The LPWA approach devised by Leti, uses its patented Turbo-FSK waveform, a flexible approach to the physical layer. It also relies on channel bonding, the ability to aggregate non-contiguous communication channels to increase coverage and data rates. The field trials confirmed the benefits of this approach in comparison to LoRa and NB-IoT, two of the leading LPWA technologies that enable wide-area communications at low cost and long battery life.
The results indicate the new technology is suitable for long-range massive machine-type communication (mMTC) systems. These systems, in which tens of billions of machine-type terminals communicate wirelessly, are expected to proliferate after 5G networks are deployed, beginning in 2020. Cellular systems designed for humans do not adequately transmit the very short data packets that define mMTC systems.
Designed to demonstrate the performance and flexibility of the new waveform, the field-trial results stem primarily from the system’s flexible approach in terms of the physical layer. This flexibility allows data-rate scaling from 3Mbit/s down to 4kbit/s, when transmission conditions are not particularly favourable and/or a long transmission range is required.
Under favourable transmission conditions, e.g. a shorter range and line of sight, the Leti system is able to select high data rates using widely deployed single-carrier frequency-division multiplexing (SC-FDM) physical layers to take advantage of the low power consumption of the transmission mode. Under more severe transmission conditions, the system switches to more resilient high-performance orthogonal frequency division multiplexing (OFDM).
When both very long-range transmission and power efficiency are required, the system selects Turbo-FSK, which combines an orthogonal modulation with a parallel concatenation of convolutional codes and makes the waveform suitable to turbo processing. The selection is made automatically via a medium access control (MAC) approach optimized for IoT applications.

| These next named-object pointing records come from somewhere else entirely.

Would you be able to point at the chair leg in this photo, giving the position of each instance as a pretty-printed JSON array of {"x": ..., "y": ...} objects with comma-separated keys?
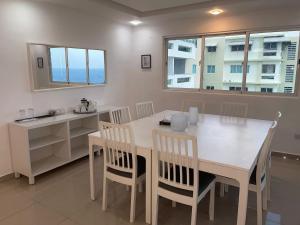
[
  {"x": 222, "y": 190},
  {"x": 194, "y": 214},
  {"x": 173, "y": 204},
  {"x": 141, "y": 187},
  {"x": 104, "y": 197},
  {"x": 269, "y": 186},
  {"x": 226, "y": 188},
  {"x": 259, "y": 207},
  {"x": 155, "y": 213},
  {"x": 265, "y": 199},
  {"x": 132, "y": 205},
  {"x": 212, "y": 203}
]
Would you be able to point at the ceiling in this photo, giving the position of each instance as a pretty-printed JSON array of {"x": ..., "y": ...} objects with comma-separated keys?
[{"x": 150, "y": 5}]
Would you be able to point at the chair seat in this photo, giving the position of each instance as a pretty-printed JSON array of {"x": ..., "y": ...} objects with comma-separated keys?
[
  {"x": 141, "y": 166},
  {"x": 253, "y": 176},
  {"x": 205, "y": 179}
]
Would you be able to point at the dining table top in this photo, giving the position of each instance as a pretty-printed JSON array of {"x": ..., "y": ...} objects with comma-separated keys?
[{"x": 228, "y": 141}]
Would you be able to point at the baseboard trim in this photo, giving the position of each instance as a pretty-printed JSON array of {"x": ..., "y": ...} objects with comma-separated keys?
[
  {"x": 285, "y": 155},
  {"x": 6, "y": 177}
]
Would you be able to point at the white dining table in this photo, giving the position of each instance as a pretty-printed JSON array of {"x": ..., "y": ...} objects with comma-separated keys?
[{"x": 227, "y": 146}]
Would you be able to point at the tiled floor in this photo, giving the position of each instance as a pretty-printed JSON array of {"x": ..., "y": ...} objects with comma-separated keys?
[{"x": 62, "y": 197}]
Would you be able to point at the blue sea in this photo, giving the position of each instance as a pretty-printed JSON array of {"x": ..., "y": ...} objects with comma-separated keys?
[{"x": 97, "y": 76}]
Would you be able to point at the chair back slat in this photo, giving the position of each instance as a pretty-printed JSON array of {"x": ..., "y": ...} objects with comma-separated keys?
[
  {"x": 264, "y": 153},
  {"x": 120, "y": 115},
  {"x": 234, "y": 109},
  {"x": 144, "y": 109},
  {"x": 193, "y": 103},
  {"x": 119, "y": 150},
  {"x": 176, "y": 159}
]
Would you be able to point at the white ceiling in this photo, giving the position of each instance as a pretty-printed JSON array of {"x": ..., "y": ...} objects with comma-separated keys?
[{"x": 150, "y": 5}]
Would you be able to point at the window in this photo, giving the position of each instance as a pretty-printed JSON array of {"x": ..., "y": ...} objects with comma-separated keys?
[
  {"x": 239, "y": 48},
  {"x": 268, "y": 68},
  {"x": 211, "y": 69},
  {"x": 271, "y": 62},
  {"x": 266, "y": 90},
  {"x": 183, "y": 70},
  {"x": 211, "y": 48},
  {"x": 184, "y": 49},
  {"x": 270, "y": 46},
  {"x": 236, "y": 69},
  {"x": 183, "y": 80},
  {"x": 96, "y": 66},
  {"x": 270, "y": 53},
  {"x": 288, "y": 89},
  {"x": 77, "y": 65},
  {"x": 58, "y": 65},
  {"x": 267, "y": 77},
  {"x": 231, "y": 88},
  {"x": 81, "y": 66},
  {"x": 290, "y": 73},
  {"x": 194, "y": 69}
]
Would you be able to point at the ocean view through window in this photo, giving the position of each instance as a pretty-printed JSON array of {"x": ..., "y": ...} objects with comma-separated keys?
[{"x": 77, "y": 65}]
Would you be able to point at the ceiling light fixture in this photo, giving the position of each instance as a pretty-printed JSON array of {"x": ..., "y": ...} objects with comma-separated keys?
[
  {"x": 136, "y": 22},
  {"x": 216, "y": 11}
]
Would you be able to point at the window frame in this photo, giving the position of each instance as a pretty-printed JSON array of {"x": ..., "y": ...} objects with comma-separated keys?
[
  {"x": 77, "y": 84},
  {"x": 247, "y": 33}
]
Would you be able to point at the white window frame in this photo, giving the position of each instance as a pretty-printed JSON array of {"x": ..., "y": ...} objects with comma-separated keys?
[{"x": 245, "y": 62}]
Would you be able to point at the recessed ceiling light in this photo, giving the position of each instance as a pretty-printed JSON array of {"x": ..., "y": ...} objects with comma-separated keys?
[
  {"x": 216, "y": 11},
  {"x": 136, "y": 22}
]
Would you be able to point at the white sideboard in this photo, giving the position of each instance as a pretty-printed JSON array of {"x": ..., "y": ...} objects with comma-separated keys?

“Leti’s Turbo-FSK receiver performs close to the Shannon limit, which is the maximum rate that data can be transmitted over a given noisy channel without error, and is geared for low spectral efficiency,” said Vincent Berg, head of Leti’s Smart Object Communication Laboratory. “Moreover, the waveform exhibits a constant envelope, i.e. it has a peak-to-average-power ratio (PAPR) equal to 0dB, which is especially beneficial for power consumption. Turbo-FSK is therefore well adapted to future LPWA systems, especially in 5G cellular systems.”
In the new system, the MAC layer exploits the advantages of the different waveforms and is designed to self-adapt to context, i.e. the usage scenario and application. It optimally selects the most appropriate configuration according to the application requirements, such as device mobility, high data rate, energy efficiency or when the network becomes crowded, and is coupled with a decision module that adapts the communication depending on the radio environment. The optimisation of the application transmission requirements is realized by the dynamic adaptation of the MAC protocol, and the decision module controls link quality.